My thing with henchmen is they're often forgotten about until a specific situation arises where you need hired help. So the party might be adventuring across the dungeon, slaying orcs and goblins or whatever, and then the GM asks who's carrying the paladin's great shield.

A henchman, of course -- and suddenly everyone remembers that five or six dudes have been following the party around through the dungeon, miraculously surviving each encounter or living just long enough to transport a load of loot to the base camp.

That said, I'm all for including them if they're given a role beyond simply pack animal and meat shield. :)

M.gunnerQuist said...

Hackmaster greatly expanded the rules for hirelings from AD&D. I especially like the rules for proteges (npcs who you are teaching so that they can take your place when you die).

I am going to have to get a copy of the Hackmaster rules.

Anonymous said...

Actually I remember that there were expanded rules for hirelings and henchmen. These appeared in Dragon magazine. Also one might glean sufficient rules from the 1st edition DMG and a meager knowledge of Renaissance and High Medieval life (as well as pulp swords and sorcery fantasy) to gather how these people operate and how they might be found.

On retrospect, most systems in the 1e AD&D rules are sufficient. Magical crafting rules from 3e are useful if a bit lenient. Also old wargame rules for Area of Control can suggest better ideas than AoO. AoC is inclusive of thrown and missile ranges too -- and takes into account countering AoC with cover.

It's not that 3e messed up -- it's just that someone didn't think to draw strongly from wargames and to consider using hirelings & profession instead of Skills. Also no one seemed to understand how Surprise can be used as a non-thief Stealth -- good rules can be structured to implement effort and planning in regard to Surprise rolls.

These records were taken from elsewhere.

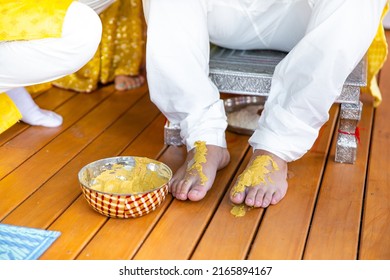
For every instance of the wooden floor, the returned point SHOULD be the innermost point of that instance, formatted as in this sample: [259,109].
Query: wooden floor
[331,211]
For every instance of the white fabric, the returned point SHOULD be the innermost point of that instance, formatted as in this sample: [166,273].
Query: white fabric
[30,111]
[326,40]
[98,5]
[32,62]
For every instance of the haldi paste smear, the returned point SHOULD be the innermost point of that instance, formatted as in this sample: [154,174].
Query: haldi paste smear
[128,179]
[257,173]
[199,158]
[238,210]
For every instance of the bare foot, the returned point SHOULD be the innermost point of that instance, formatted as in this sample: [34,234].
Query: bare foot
[123,82]
[194,178]
[263,182]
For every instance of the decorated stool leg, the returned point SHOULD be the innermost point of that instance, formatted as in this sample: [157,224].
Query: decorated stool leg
[348,133]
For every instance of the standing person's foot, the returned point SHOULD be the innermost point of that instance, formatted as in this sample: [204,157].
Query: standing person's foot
[123,82]
[263,182]
[196,176]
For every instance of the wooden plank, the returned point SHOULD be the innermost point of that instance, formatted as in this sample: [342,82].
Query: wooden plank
[130,233]
[23,146]
[44,206]
[68,246]
[375,238]
[35,171]
[49,100]
[281,229]
[335,228]
[185,221]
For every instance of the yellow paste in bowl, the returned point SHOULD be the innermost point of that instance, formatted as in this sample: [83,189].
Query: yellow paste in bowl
[128,179]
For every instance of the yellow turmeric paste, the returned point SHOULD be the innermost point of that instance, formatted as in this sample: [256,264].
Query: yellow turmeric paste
[257,173]
[128,179]
[199,158]
[238,210]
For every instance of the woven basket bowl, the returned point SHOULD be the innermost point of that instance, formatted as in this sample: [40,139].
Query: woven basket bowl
[123,205]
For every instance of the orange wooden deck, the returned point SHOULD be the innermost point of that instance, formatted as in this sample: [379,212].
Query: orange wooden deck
[331,211]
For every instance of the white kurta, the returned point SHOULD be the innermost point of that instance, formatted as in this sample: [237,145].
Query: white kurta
[31,62]
[325,39]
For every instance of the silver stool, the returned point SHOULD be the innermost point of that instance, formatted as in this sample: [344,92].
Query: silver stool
[249,72]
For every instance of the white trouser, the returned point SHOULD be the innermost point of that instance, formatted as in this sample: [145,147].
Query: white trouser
[31,62]
[325,39]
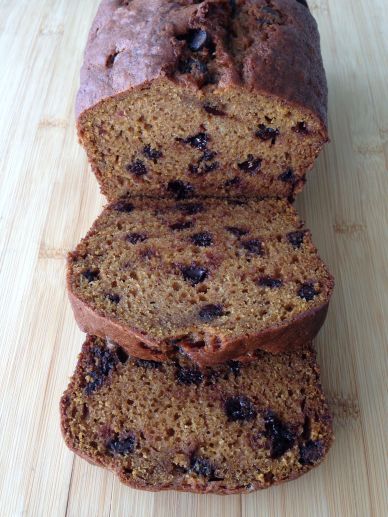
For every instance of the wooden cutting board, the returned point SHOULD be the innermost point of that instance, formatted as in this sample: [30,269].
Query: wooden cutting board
[48,199]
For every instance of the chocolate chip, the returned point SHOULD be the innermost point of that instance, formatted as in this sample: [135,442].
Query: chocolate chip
[288,176]
[210,312]
[303,2]
[236,202]
[208,155]
[311,452]
[113,297]
[191,65]
[194,274]
[201,467]
[198,141]
[237,232]
[269,16]
[240,408]
[183,225]
[301,127]
[272,283]
[122,355]
[189,376]
[180,189]
[102,361]
[137,168]
[152,154]
[235,367]
[134,238]
[232,182]
[197,39]
[295,238]
[254,246]
[213,110]
[90,275]
[111,59]
[307,291]
[122,446]
[123,206]
[209,167]
[280,436]
[148,364]
[202,239]
[251,165]
[267,133]
[190,208]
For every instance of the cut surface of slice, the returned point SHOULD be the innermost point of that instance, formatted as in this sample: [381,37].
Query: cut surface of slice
[215,278]
[228,97]
[230,429]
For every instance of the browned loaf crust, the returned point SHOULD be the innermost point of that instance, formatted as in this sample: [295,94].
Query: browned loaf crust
[215,278]
[230,429]
[225,96]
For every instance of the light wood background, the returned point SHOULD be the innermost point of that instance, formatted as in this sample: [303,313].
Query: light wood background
[48,199]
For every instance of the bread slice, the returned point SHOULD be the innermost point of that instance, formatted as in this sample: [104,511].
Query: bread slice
[234,428]
[216,278]
[229,97]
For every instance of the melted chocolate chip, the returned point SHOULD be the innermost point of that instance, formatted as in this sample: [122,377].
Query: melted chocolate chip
[111,59]
[253,246]
[251,165]
[311,452]
[123,206]
[288,176]
[152,154]
[134,238]
[232,182]
[301,127]
[210,312]
[190,208]
[183,225]
[102,361]
[194,274]
[295,238]
[213,110]
[269,16]
[137,168]
[90,275]
[197,39]
[121,446]
[113,297]
[180,189]
[202,239]
[307,291]
[189,376]
[236,202]
[281,438]
[235,367]
[198,141]
[237,232]
[240,408]
[272,283]
[303,2]
[207,155]
[148,364]
[122,355]
[209,167]
[191,65]
[267,133]
[201,467]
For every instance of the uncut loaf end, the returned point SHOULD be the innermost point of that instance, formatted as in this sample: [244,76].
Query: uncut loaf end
[217,97]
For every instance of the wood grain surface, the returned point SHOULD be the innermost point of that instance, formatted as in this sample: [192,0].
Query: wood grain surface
[48,199]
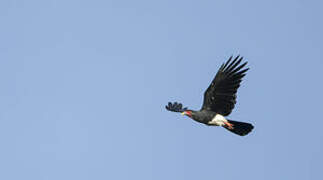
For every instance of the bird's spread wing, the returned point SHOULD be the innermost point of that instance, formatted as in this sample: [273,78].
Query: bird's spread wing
[176,107]
[220,96]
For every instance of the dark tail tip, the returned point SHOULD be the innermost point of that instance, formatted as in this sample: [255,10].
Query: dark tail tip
[240,128]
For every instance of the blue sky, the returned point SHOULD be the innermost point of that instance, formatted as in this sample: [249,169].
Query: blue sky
[84,84]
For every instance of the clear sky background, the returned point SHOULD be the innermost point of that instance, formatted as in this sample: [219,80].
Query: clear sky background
[84,85]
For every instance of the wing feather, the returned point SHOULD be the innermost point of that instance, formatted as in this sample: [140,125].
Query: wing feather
[220,96]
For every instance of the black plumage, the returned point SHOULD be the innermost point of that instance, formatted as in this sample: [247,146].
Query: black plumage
[220,99]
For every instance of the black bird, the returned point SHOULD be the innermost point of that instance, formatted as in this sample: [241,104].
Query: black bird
[219,99]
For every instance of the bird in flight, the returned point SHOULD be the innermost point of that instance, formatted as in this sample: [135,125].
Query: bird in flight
[220,99]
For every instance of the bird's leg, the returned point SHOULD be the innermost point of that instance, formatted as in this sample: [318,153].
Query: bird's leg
[229,125]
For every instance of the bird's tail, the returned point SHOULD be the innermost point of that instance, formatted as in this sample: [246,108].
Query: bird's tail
[240,128]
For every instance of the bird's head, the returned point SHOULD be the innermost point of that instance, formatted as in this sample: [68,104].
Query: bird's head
[188,113]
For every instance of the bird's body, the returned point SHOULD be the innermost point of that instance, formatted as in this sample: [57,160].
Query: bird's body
[220,99]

Furthermore, one must assume that all combatants are capable, that all characters are socially aware (if not always successful), and that lore is not often had except by those who study for decades as a sage.

Donjon Master said...

Other possible reasons for the underuse of hirelings and henchmen: they "steal" XP awards and bleed off wealth, and it can be ambiguous who controls them (player or DM).